因为工程太过浩大,整整修了半年,也堪堪将核心部位弄好,现在整日里还在叮叮咣咣,动静不停。
曾经的剑南节度使、益州大都督府长史,现如今的高要尉王昱,正坦胸露乳地躺在堂屋的榻上,由下人扇着蒲扇,双眼紧闭,似在小憩。
突然。
外间来报。
几个云游的道人来访,说是可为新房画符镇宅,只为讨口水喝。
王昱缓缓睁眼,本要下人将他们赶走,但突然多嘴问了一下:“有没有问世哪一宗,哪一派的道人?”
家老跟随多年,做事细致,随口答道:“是上清派的法师。”
上清派?
王昱心中一动。
“快去请来,奉茶,上座!”
“喏。”
稍顷。
三个道人联袂而至。
外罩青衫道袍,斗笠轻纱遮面。
王昱略显不快道:“道人法驾甚隆啊。”
其中一道缓声道:“岭南蚊虫猖獗,又兼大日灼烈,故以纱遮掩,还望尉尊见谅。”
“你是说某这屋子里也是蚊蝇乱飞,头无片瓦遮阳?”
王县尉已在强压怒火了。
此时另外一道人开口道:“宅子是简陋了些,但也乐得逍遥,王使君在岭南,颇让人羡慕啊。
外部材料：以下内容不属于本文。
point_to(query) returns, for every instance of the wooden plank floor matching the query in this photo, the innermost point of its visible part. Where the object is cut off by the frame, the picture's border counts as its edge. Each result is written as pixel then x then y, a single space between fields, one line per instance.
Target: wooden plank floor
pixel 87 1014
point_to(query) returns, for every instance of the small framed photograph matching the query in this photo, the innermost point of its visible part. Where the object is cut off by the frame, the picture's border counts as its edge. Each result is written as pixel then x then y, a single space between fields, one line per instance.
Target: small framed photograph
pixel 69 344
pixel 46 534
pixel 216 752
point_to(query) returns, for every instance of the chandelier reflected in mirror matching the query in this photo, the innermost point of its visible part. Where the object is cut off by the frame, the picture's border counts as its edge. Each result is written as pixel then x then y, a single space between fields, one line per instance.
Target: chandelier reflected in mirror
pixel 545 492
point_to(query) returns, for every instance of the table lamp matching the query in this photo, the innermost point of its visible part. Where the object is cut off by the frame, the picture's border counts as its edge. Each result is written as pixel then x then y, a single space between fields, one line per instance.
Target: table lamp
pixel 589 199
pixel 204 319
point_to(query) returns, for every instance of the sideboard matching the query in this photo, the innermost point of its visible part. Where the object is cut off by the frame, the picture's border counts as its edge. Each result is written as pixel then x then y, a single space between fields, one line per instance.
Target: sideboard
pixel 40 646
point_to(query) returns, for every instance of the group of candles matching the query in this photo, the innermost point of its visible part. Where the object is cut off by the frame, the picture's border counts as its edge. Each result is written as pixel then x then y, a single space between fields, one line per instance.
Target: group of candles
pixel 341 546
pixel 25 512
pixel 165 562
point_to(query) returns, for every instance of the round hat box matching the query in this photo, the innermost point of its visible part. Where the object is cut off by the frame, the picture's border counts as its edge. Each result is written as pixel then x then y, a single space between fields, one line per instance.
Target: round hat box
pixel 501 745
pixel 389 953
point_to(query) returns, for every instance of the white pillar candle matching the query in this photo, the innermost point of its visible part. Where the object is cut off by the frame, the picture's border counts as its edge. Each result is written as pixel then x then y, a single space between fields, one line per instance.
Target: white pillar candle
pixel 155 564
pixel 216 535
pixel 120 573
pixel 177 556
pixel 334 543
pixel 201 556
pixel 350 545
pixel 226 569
”
使君这词很久没听到了。
况且还是个有些熟悉的声音。
王昱心中一紧,吩咐左右道:“法不传六耳,你们都下去吧!”
支开一干人等。
三道士当即将斗笠摘下。
正是李固带着无土与无木到访。
虽然心中已有猜测,但故人来访还是让王昱深吸了一口气。
“人人都说冠军大将军覆海而亡,谁能知道会隐秘行藏来老夫这里?”
李固叹了口气:“海难是真,七艘大船仅余一艘搁浅琼州荒滩,幸赖振洲冯刺史相救,不然哪能再见到使君?”
“还什么使君啊,待死之人了!要是记得往日情面,叫声世伯便好。”
“世伯何言将死?”
王昱冷哼一声。
“崔希逸、张守珪的下场,都知道了吧?”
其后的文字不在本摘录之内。